Low dose of snake antivenom is as effective as high dose in patients with severe neurotoxic snake envenoming

  1. R Agarwal,
  2. A N Aggarwal,
  3. D Gupta,
  4. D Behera,
  5. S K Jindal
  1. Department of Pulmonary Medicine, Postgraduate Institute of Medical Education and Research, Chandigarh, India
  1. Correspondence to:
 Dr R Agarwal
 Department of Pulmonary Medicine, Postgraduate Institute of Medical Education and Research, Sector-12, Chandigarh 160012, India; drritesh1rediffmail.com
  • Accepted 6 December 2004

Abstract

The objective of this study was to evaluate the effects of two different dosage protocols on the outcome of patients with severe neurotoxic snake envenoming, using a retrospective analysis of patients admitted with a diagnosis of severe neurotoxic snake bite over a 4 year period. In the study, 55 snake bite victims requiring ventilatory support for severe neurotoxic envenoming received either 150 ml of polyvalent snake antivenom (SAV) (low dose SAV group, n = 28) or 100 ml of SAV at presentation followed by 100 ml every 6 hours until recovery of neurological manifestations (high dose group, n = 27). The median dose of SAV in the high dose group was 600 ml (range 300 to 1600).

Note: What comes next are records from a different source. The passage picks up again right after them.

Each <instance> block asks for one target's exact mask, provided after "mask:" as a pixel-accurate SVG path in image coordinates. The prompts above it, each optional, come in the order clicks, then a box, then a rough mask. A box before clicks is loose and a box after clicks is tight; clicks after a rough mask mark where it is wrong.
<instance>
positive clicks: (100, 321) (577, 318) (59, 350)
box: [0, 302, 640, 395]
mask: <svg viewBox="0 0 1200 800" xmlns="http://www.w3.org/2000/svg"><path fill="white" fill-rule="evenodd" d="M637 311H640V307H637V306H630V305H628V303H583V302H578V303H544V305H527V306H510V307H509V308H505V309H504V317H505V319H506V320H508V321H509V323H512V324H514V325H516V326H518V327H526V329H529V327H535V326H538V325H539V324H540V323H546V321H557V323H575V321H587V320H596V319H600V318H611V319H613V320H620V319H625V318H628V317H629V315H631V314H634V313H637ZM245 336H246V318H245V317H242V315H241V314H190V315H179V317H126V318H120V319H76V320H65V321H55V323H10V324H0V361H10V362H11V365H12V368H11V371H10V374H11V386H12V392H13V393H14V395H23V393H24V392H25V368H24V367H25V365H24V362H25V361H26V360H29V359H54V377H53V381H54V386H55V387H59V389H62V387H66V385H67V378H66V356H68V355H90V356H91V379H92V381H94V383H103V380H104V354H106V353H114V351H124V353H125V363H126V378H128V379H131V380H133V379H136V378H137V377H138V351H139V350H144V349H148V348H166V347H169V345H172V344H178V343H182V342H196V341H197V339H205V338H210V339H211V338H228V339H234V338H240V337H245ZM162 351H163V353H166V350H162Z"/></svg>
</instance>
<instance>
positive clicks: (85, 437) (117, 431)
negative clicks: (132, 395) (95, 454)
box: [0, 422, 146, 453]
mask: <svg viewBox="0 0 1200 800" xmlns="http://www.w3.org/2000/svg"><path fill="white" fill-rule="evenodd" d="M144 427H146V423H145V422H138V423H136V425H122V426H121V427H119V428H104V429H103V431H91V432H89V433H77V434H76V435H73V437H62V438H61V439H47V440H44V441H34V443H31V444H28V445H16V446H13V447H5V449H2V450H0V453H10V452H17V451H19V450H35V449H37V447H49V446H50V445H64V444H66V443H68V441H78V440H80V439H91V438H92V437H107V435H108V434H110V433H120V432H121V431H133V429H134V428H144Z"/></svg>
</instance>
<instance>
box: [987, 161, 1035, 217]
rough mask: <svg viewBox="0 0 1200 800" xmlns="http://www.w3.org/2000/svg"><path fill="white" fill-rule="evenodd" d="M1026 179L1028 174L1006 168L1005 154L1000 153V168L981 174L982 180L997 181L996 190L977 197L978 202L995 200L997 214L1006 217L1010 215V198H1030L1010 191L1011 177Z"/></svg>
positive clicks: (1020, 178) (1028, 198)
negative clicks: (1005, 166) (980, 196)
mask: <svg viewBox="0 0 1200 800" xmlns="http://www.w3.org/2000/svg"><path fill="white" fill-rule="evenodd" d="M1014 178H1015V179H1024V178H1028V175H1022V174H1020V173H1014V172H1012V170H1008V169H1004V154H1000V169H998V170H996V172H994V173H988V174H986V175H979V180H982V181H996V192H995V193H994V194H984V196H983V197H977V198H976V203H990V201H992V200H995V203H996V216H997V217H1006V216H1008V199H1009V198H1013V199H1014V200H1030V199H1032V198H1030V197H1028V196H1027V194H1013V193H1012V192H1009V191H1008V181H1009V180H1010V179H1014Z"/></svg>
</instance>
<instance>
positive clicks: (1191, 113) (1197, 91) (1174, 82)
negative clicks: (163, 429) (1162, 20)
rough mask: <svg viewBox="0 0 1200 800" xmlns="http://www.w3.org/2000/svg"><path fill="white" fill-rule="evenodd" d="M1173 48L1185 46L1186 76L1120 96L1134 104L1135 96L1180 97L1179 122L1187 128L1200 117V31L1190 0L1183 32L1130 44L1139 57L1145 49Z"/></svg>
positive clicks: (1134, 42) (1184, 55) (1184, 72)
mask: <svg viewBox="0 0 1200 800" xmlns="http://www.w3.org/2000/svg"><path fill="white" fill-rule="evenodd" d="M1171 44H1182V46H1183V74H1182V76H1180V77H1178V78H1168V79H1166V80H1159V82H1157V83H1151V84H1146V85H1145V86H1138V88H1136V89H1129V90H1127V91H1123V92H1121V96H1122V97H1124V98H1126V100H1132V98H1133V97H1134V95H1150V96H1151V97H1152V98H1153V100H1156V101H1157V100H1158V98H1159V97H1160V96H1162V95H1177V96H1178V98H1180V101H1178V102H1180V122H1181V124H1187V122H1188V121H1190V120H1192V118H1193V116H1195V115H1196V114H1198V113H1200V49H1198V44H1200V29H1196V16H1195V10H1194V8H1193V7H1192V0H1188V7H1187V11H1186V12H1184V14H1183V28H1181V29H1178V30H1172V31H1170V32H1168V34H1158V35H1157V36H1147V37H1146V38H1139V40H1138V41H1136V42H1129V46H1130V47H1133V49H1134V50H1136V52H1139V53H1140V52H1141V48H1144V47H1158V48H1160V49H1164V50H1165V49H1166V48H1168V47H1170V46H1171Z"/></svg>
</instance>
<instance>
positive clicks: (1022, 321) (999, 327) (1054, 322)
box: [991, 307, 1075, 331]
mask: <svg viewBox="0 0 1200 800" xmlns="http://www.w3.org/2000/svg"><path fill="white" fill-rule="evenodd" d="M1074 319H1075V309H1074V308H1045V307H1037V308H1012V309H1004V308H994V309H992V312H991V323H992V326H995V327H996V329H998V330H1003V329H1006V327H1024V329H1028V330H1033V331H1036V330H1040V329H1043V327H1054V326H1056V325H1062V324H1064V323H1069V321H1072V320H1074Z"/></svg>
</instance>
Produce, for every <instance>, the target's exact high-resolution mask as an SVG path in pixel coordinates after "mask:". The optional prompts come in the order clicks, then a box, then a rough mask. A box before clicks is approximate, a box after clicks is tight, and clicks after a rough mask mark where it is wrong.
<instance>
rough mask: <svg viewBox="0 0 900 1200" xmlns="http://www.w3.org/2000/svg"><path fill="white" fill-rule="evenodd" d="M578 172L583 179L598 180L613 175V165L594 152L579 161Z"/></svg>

The duration of mechanical ventilation in the low dose group (median 47.5 hours; range 14 to 248) was similar to that in the high dose group (median 44 hours; range 6 to 400). The mean (SD) duration of intensive care unit stay was similar in the two groups. There were three deaths in the high dose group; two patients in the low dose group had neurological sequelae. All other patients improved, had no residual neurological deficit, and were discharged. We conclude that there is no difference between a protocol using lower doses of SAV and one with higher doses in the management of patients with severe neurotoxic snake envenoming.